I need help on how to arrive at the answer, without the aid of a calculator.
I know i will have to use something like:
"cos(alpha + beta)" = cos alpha x cos beta - sin alpha x sin beta

I know it sounds rude as it's my 1st post, but if your kind enough to help.

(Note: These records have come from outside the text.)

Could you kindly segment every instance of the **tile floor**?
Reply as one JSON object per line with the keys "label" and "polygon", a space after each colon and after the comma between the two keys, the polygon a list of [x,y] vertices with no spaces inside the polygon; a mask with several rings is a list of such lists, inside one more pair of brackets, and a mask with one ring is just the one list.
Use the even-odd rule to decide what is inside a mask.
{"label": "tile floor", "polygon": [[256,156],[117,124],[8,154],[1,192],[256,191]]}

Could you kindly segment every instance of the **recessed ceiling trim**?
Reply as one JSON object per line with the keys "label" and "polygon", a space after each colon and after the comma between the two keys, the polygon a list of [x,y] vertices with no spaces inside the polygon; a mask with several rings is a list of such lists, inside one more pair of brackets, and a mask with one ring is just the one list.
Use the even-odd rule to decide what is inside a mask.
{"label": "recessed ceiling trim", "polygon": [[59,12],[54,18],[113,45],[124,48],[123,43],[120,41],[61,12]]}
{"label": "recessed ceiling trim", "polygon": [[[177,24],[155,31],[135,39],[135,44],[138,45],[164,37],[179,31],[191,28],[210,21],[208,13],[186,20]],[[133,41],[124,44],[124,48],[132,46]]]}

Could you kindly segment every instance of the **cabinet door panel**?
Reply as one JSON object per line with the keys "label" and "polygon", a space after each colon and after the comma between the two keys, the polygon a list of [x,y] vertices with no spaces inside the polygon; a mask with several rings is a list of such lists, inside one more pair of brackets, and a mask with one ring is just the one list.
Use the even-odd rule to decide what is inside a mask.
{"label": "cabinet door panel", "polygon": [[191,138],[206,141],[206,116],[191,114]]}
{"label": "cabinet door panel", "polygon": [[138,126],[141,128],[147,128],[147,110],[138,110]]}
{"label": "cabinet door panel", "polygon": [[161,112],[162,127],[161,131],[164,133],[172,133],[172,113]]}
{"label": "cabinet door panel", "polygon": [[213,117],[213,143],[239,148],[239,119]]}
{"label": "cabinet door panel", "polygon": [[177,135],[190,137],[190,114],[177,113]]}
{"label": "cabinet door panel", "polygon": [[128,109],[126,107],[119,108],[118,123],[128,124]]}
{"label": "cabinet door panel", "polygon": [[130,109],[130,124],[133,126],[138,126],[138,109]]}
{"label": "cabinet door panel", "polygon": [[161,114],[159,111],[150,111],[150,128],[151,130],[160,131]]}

2. Originally Posted by r_maths
Two telephone poles, AB and CD, are situated 9m apart. They are held by wires that are fixed to the ground at E. Calculate exact value of cos AEC.
--
You can't use a calculator....
I need help on how to arrive at the answer, without the aid of a calculator.
I know i will have to use something like:
"cos(alpha + beta)" = cos alpha x cos beta - sin alpha x sin beta

I know it sounds rude as it's my 1st post, but if your kind enough to help.
Hello,

I've modified your sketch a little bit. You can easily calculate the cosine values in the red and blue right triangles.

EB

3. thanks, il try now, if i need more help with this, please be on to help.

4. Hello, r_maths!

Welcome aboard!

Code:
                              * C
* |
A *                   *   |
| *               *     |
|   *           *       | 5
4 |     *       *         |
|       * θ *           |
B * - - - - * - - - - - - * D
6     E      3      :

Two telephone poles, AB and CD, are situated 9m apart.
They are held by wires that are fixed to the ground at E.
Calculate exact value of $\cos(\angle AEC).$

We want to find $\cos\theta$ which is in $\Delta AEC.$

Look at the upper portion of the diagram.
Code:
                              * C
| 1
A *-----------------------+ F
|           9           |
|                       |
4 |                       | 4
|                       |
B * - - - - + - - - - - - * D
6     E      3      :

Draw $AC.$
We have a right triangle $CFA$ with $AF = 9,\:CF = 1$
. . Hence: . $AC \:=\:\sqrt{9^2 + 1^2} \:=\:\sqrt{82}$

Back to the original diagram . . .

We have $\Delta AEC$ with $AE = \sqrt{52},\:CE = \sqrt{34},\:AC = \sqrt{82}$

Using the Law of Cosines, we have:
. . $\cos\theta \:=\:\frac{AE^2 + CE^2 - AC^2}{2(AE)(CE)} \:=\:\frac{(\sqrt{52})^2 + (\sqrt{34})^2 - (\sqrt{82})^2}{2(\sqrt{52})(\sqrt{34})}$ $= \:\frac{52 + 34 - 82}{2(2\sqrt{13})(\sqrt{34})}$

Therefore: . $\cos\theta \:=\:\frac{4}{4(\sqrt{13})(\sqrt{34})} \:=\:\frac{1}{\sqrt{442}}$

5. Originally Posted by r_maths
thanks, il try now, if i need more help with this, please be on to help.
Hello,

I haven't got much time left. So I send you (only for confirmation of course) a possible way to do your problem:

From the drawing you can read:
$\cos(\alpha)=\frac{4}{\sqrt{52}}$
$\sin(\alpha)=\frac{6}{\sqrt{52}}$

$\cos(\beta)=\frac{5}{\sqrt{34}}$
$\sin(\beta)=\frac{3}{\sqrt{34}}$

Now use the formula you've mentioned above:

$\cos(\alpha+\beta)=\frac{4}{\sqrt{52}} \cdot \frac{5}{\sqrt{34}} - \frac{6}{\sqrt{52}} \cdot \frac{3}{\sqrt{34}}=$ $\frac{20}{\sqrt{52 \cdot 34}} - \frac{18}{\sqrt{52 \cdot 34}}=\frac{2}{\sqrt{52 \cdot 34}}=\frac{1}{\sqrt{442}}$

EB

6. ^
Soroban, thanks,
i was having difficulties with earboth solution. i got (19/442) or maybe its my bad maths skills.

thanks!

EDIT: thanks earboth

7. Originally Posted by r_maths
^
omg, thanks,
i was having difficulties with earboth solution. i got (19/442) or maybe its my bad maths skills.

thanks!
Hello,

you didn't subtract but you added the product of sine-values in your formula. That's all.

EB

8. yep, solved. thanks
im going to be a regular here if im going to past my exams